Remakes of white films with the protagonists turned Black were also evident in the Blaxploitation era. The urban drama Uptight (1968), set in Cleveland’s Hough neighborhood during the Black Power era, was an updated and transplanted version of the 1935 drama The Informer, about the Irish war for independence from Britain. Uptight focused on Black militants in the streets of Cleveland following the assassination of Martin Luther King Jr. The Lost Man (1969), was also a remake of the British noir drama about the Irish Republican Army, Odd Man Out (1947).

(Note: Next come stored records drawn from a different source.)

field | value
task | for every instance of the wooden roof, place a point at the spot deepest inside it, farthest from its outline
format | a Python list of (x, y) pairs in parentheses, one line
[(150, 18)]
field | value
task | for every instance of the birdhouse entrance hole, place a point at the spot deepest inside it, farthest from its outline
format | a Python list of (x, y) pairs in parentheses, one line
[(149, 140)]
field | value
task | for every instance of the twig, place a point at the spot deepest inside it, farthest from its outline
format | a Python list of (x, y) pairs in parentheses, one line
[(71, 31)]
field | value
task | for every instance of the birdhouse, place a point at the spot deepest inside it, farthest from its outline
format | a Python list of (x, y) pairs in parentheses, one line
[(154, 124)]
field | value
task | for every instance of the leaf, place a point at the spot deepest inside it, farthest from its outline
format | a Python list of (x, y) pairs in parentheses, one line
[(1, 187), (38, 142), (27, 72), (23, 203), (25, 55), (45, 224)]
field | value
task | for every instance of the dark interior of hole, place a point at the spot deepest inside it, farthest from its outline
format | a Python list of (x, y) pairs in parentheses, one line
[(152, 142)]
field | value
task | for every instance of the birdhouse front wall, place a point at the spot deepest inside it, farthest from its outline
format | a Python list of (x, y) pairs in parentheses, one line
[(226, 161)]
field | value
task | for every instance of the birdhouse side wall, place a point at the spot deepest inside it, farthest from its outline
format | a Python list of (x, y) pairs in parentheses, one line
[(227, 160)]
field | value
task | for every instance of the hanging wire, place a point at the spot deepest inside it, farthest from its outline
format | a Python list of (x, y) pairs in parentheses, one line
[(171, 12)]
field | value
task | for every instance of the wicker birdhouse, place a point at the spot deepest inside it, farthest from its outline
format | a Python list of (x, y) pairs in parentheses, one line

The Black gangster drama, Cool Breeze (1972), was based on the classic crime noir, The Asphalt Jungle (1950), while Hit Man (1972) was a quick copy of the 1971 British crime thriller, Get Carter.
Black westerns were also part of the Blaxploitation genre. Ex-National Football League (NFL) athlete Fred Williamson starred in The Soul of Nigger Charley (1973) and Boss Nigger (1975), and joined fellow NFL ex-athlete Jim Brown in Take a Hard Ride (1975). These films were far below the quality of later Black themed westerns such as Django Unchained (2012) and The Hateful Eight (2015). They did not even rank with their 1972 contemporary film, Buck and the Preacher, starring Sidney Poitier and Harry Belafonte. America’s sordid history of slavery was also exploited in movies such as Slaves (1969), Mandingo (1975), and Drum (1976). None of them reached the caliber of 12 Years a Slave (2013). In fact, neither Slaves, Mandingo, or Drum could compare with Burn! (1969), the Italian production about politics, capitalism, and colonialism set against the backdrop of a slave revolt in a fictional Portuguese colony which featured Marlon Brando.
So-called Blaxploitation films did manage to deliver the message that Black Lives Matter 50 years before the BLM movement emerged on the U.S. political scene. If Hollywood had previously depicted Black and white gays as jesters and scoundrels, the 1976 film Carwash presented a gay male cross-dresser as a more positive role model. Lady Sings the Blues (1972) and Sparkle (1976) did not have the production budget of the later Dreamgirls (2006), but both gave valuable insights into the struggles of African American women in the white, male dominated music industry.
The Education of Sonny Carson (1974), Cooley High (1975), and Cornbread, Earl and Me (1975) were brutally realistic coming-of-age depictions of African American youth. Leadbelly (1976) shined needed light on the early 20th century era of Black rural poverty in the South which gave birth to the blues, while The Bingo Long and Traveling All-Stars & Motor Kings (1976) provided historical insight into the Negro baseball leagues of the 1920s through 1940s. Sounder (1972) and The River Niger (1976) featured Black family resilience in a racist society. The urban crime drama, Across 110th Street (1972), with its riveting soundtrack by African American R&B singer Bobby Womack, revealed what Black people already knew, that Black crime and police corruption went hand in hand.
While it has been characteristic of film critics of the time and film historians of later periods to dismiss the entire Blaxploitation era as one of mediocre films generating powerfully negative stereotypes of Black people, the story is far more complicated than that. True, there were hundreds of completely and gladly forgettable films, but few can argue that films such as Sounder or even Shaft, Superfly, and especially Sweet Sweetback’s Baadasssss Song spoke to Black audiences in ways that had never happened before and broadened and reshaped the narrative of Black life in the late 20th century United States.